The other level that we saw during our demo started on top of a Tokyo skyscraper, where Kane, Lynch, and two accomplices were disguised as window cleaners. Their mission on this occasion was to retrieve a briefcase from a boardroom, which we watched them do by rappelling down to the correct floor, placing a bomb by the window, and then doing battle with a dozen or so security guards in an impressively destructible environment. The portion of the mission that we saw looked like it was a lot of fun to play, but more than that, it served to show off a number of Kane & Lynch: Dead Men's features that we weren't previously aware of. You don't get any kind of health bar in the game, for example, but you'll know when you're close to death because the screen starts to turn red and the third-person camera skews at an awkward angle. You'll regain health slowly simply by avoiding enemy fire for a period of time, though we're not certain if first-aid kits or similar appear in the game. What we do know is that when you die (or have a near-death experience, at least), you'll be treated to snapshots of Kane's life flashing before his eyes, which is surely one of the most ingenious ways to tell a character's backstory that we've ever seen. We also know that characters in your group who are taken down can be brought back to life if an adrenaline shot is administered quickly enough, and your relationship with your colleagues will determine whether or not they try to save you in that situation.

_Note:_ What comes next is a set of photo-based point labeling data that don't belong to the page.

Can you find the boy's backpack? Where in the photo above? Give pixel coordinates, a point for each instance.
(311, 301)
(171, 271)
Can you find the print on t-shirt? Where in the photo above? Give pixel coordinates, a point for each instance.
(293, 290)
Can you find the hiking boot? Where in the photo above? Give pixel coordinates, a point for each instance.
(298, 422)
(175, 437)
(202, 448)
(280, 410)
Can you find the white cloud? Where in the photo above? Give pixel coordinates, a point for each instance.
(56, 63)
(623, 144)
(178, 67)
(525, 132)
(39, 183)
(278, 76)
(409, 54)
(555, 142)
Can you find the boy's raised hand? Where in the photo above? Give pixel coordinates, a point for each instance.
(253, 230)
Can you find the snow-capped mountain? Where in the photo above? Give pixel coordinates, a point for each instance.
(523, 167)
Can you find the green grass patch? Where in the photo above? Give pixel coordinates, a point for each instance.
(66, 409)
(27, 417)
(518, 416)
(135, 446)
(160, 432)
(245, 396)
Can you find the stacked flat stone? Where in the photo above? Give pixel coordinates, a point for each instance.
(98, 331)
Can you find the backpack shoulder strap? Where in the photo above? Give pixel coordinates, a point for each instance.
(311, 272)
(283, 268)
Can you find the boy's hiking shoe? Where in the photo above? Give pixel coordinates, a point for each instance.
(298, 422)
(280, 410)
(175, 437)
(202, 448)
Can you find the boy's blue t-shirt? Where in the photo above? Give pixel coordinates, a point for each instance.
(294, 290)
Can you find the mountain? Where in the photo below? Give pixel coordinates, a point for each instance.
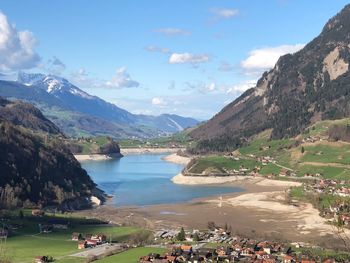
(78, 113)
(26, 115)
(36, 169)
(310, 85)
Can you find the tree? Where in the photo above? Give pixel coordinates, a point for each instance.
(181, 236)
(196, 237)
(20, 214)
(211, 225)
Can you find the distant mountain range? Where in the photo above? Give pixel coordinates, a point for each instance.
(78, 113)
(310, 85)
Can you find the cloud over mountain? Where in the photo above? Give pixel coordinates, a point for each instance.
(122, 79)
(265, 58)
(182, 58)
(17, 48)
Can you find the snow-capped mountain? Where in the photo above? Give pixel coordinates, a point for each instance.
(52, 84)
(76, 111)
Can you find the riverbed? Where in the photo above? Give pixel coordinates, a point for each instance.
(145, 179)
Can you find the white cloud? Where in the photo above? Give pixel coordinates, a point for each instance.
(182, 58)
(241, 87)
(265, 58)
(223, 13)
(210, 87)
(157, 49)
(225, 66)
(55, 66)
(16, 47)
(158, 101)
(122, 79)
(173, 32)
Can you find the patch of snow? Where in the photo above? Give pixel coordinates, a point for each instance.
(178, 126)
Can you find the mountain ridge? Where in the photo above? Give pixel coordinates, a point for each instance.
(78, 113)
(37, 169)
(310, 85)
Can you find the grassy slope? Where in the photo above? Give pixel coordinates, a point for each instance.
(26, 243)
(132, 255)
(330, 159)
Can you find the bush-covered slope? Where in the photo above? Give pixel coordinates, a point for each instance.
(36, 169)
(310, 85)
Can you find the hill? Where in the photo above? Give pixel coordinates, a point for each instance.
(78, 113)
(303, 88)
(319, 152)
(36, 168)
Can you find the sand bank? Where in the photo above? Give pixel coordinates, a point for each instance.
(203, 180)
(125, 151)
(174, 158)
(92, 157)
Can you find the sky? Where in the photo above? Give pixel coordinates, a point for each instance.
(186, 57)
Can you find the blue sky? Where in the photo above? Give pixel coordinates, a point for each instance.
(189, 57)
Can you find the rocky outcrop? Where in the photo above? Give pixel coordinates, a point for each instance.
(305, 87)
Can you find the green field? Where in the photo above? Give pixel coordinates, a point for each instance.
(327, 153)
(132, 255)
(26, 243)
(219, 163)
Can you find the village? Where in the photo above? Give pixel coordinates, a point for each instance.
(219, 245)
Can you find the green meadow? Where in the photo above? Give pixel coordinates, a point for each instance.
(131, 255)
(24, 244)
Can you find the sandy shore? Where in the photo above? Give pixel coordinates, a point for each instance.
(125, 151)
(92, 157)
(174, 158)
(205, 180)
(261, 210)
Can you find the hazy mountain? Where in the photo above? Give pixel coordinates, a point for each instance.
(78, 113)
(310, 85)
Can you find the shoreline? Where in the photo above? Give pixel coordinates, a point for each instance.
(231, 179)
(96, 157)
(145, 150)
(261, 210)
(126, 151)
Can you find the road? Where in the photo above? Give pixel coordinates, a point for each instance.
(99, 250)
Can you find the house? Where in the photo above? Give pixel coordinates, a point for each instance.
(91, 243)
(37, 212)
(288, 259)
(39, 259)
(186, 248)
(82, 244)
(4, 233)
(307, 261)
(45, 228)
(43, 259)
(100, 238)
(77, 237)
(283, 173)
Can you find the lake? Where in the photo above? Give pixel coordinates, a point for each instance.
(145, 179)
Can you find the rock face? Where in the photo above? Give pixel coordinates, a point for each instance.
(36, 169)
(310, 85)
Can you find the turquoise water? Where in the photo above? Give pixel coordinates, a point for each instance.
(145, 179)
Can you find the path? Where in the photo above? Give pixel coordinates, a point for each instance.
(99, 250)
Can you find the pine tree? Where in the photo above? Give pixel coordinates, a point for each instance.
(181, 236)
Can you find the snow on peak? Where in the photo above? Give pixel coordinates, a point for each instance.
(177, 125)
(51, 83)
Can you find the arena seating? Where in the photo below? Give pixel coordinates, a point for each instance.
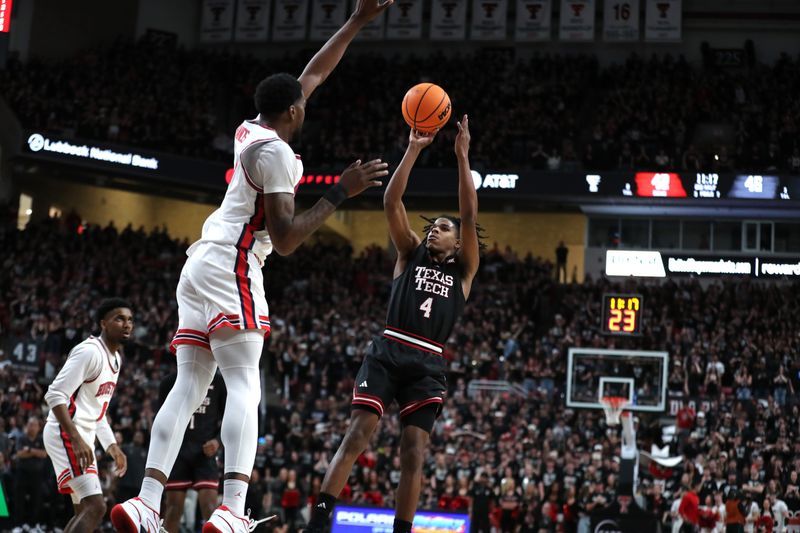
(732, 345)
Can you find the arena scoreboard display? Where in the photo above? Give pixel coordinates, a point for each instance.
(622, 314)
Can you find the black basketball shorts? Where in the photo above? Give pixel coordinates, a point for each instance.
(194, 470)
(392, 371)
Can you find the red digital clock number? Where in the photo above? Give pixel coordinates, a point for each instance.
(621, 314)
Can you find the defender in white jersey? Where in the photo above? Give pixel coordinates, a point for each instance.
(222, 308)
(78, 398)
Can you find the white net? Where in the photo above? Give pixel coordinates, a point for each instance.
(613, 407)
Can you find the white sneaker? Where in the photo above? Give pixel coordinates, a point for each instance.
(133, 516)
(222, 520)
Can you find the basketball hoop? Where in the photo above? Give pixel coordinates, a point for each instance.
(613, 406)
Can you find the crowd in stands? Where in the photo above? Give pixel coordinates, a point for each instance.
(528, 112)
(517, 462)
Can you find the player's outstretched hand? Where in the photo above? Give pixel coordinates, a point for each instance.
(367, 10)
(120, 460)
(359, 177)
(210, 448)
(463, 137)
(420, 140)
(83, 452)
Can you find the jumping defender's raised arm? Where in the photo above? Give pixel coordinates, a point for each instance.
(324, 61)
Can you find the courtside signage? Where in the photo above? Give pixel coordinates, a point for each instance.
(376, 520)
(38, 142)
(654, 264)
(5, 16)
(642, 264)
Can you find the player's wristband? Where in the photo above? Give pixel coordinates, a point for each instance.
(336, 195)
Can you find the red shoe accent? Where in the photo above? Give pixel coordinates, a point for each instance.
(121, 521)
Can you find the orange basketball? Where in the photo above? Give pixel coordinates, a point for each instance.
(426, 107)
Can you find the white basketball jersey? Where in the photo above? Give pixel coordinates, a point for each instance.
(89, 402)
(239, 221)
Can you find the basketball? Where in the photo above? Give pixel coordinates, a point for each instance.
(426, 107)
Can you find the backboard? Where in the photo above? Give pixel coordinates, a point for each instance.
(639, 376)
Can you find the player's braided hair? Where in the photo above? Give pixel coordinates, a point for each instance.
(108, 305)
(457, 222)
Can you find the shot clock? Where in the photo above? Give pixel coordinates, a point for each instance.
(622, 314)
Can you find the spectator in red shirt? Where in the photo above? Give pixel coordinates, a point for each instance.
(689, 508)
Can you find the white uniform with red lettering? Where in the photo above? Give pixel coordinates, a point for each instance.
(221, 284)
(85, 385)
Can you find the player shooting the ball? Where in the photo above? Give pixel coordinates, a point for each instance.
(432, 280)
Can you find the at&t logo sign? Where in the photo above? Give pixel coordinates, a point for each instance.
(35, 142)
(494, 181)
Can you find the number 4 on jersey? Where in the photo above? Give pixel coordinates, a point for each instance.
(426, 306)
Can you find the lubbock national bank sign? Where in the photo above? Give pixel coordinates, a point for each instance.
(38, 142)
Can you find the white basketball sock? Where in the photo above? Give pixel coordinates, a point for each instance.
(234, 495)
(150, 493)
(196, 368)
(238, 353)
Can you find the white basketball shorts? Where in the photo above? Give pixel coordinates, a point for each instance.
(221, 286)
(65, 462)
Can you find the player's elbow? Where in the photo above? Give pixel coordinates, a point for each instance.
(469, 216)
(391, 201)
(284, 246)
(55, 398)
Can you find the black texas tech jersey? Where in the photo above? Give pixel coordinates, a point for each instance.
(427, 299)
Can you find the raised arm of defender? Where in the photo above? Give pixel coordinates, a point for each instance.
(468, 207)
(324, 61)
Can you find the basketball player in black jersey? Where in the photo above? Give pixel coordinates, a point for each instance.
(196, 465)
(432, 280)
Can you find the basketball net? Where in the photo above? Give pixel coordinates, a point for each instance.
(613, 406)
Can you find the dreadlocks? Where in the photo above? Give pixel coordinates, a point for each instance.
(457, 223)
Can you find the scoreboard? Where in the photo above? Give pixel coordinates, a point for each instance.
(622, 314)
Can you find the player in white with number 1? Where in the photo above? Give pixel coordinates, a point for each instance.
(78, 399)
(222, 308)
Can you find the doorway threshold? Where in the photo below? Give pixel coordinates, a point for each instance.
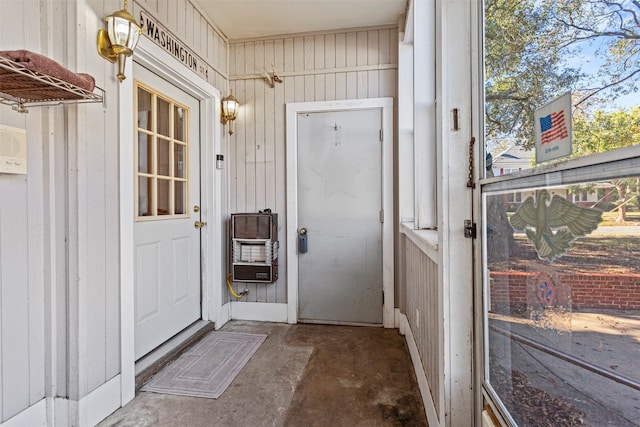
(164, 354)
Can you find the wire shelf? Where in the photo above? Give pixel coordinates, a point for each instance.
(21, 88)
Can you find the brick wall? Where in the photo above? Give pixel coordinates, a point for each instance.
(609, 291)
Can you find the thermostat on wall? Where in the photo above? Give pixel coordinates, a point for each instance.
(13, 150)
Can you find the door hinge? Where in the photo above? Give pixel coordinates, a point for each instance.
(470, 231)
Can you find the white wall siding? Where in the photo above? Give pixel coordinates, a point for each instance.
(186, 22)
(314, 67)
(22, 361)
(423, 301)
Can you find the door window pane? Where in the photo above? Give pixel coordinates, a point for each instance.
(145, 196)
(164, 197)
(164, 109)
(179, 124)
(162, 151)
(180, 197)
(179, 157)
(145, 152)
(145, 117)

Gun battles and rave clubs always make for interesting bedfellows.
Gun battles and rave clubs always make for interesting bedfellows.

When you're in control of your group, you'll be able to give them orders simply by looking at a target area or person and then pressing either a move or attack button. Tapping the button will give the order to one man (or two, if you have a full squad of eight), while holding it down for a couple of seconds will issue the order to the entire group. Your colleagues won't always have the same agenda as you, though, so don't be surprised if they leave you in the lurch once they've completed their own objectives. While you're attempting to retrieve a very specific item, for example, half of your crew might be interested in nothing more than grabbing some loot for themselves. You'll be able to keep an eye on your colleagues using the only heads-up display that appears onscreen at all times--a small box with colored shapes for each colleague, which lets you know how healthy they are and what their current action is. If a member of your group (yourself included) is in serious danger, you might also be treated to a brief picture-in-picture shot to alert you. The one instance of this that we saw was the view through an enemy's sniper scope with Kane in its sights, at which point the Io Interactive representative playing the game knew to get behind some cover quickly.

Our time with Kane & Lynch: Dead Men was all too brief on this occasion, but we enjoyed every minute of it. The prospect of a game that combines and improves upon the best features of Io Interactive's previous offerings is exciting to say the least, and the inclusion of a co-op mode where two very different characters often have very different objectives should add plenty of replay value. The co-op game won't support online play, unfortunately, but we're told that details of online multiplayer modes will be announced in the not-too-distant future. We look forward to bringing you more information as soon as it becomes available.